Lessons From The SCGA Senior Amateur Qualifier

A few things I am taking from the SCGA Senior Amateur Qualifier into the rest of the 2026 season.

First, the tilt problem is real and I own it. Slow play is part of tournament golf. SCGA officials handle pace issues at the official level. My job is to play my own round regardless of who is in my group. I did not do that in the SCGA Senior Amateur Qualifier and it cost me strokes I cannot get back.

Second, the practice round matters more on fast-green courses than I have been treating it. For tournaments at courses I have not played, especially ones with reputations for fast greens, I need to build a practice round into the schedule. The SCGA Senior Amateur Qualifier was not a course where I could read greens on the fly. Some courses you can. El Camino was not one of them.

Third, my game off the tee is tournament-ready. Fifteen months of swing speed training have put me in position to drive the ball with senior amateur fields. Whatever distance I still need to find through the rest of my Stack System training is bonus, not necessity.
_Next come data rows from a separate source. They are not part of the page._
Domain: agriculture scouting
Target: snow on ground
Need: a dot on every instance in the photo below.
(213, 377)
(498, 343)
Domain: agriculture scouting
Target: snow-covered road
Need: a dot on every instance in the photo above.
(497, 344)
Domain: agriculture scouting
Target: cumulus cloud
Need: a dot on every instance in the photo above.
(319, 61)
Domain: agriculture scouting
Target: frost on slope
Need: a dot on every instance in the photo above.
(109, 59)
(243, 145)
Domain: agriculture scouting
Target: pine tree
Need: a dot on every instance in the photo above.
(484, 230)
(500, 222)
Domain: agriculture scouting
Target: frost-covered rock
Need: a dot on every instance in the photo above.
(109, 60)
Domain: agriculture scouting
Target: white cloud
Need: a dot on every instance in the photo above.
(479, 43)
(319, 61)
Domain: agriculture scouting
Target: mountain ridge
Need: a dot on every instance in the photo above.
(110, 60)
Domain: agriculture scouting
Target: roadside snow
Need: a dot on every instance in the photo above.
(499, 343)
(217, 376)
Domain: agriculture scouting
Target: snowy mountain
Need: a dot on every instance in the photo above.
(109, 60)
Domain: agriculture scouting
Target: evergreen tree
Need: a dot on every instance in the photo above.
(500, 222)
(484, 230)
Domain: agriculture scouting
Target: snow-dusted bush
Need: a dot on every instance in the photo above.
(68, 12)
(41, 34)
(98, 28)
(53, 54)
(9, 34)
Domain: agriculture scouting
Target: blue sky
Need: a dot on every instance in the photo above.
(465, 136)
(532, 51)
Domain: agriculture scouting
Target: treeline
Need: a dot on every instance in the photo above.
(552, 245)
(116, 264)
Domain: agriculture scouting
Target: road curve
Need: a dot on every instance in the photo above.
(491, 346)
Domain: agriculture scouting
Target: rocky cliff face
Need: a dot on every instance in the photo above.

The work to do now is on the green and between the ears.

What Comes After The SCGA Senior Amateur Qualifier

Five days after the SCGA Senior Amateur Qualifier I tee it up at Desert Springs JW Marriott Valley in an individual net event. Different format, different course, different setup. I will not be qualifying for anything. But I will be carrying forward what the SCGA Senior Amateur Qualifier taught me about pace, tilt, and the specific putting weakness I need to address before the next tournament on fast greens.

I want to play El Camino again. The SCGA Senior Amateur Qualifier setup deserves a second look — a course that good, with greens that fast, is the kind of test I need more of. Redemption is a strong word for a recreational competitive amateur, but I would take another swing at it. The next round there will be a different story.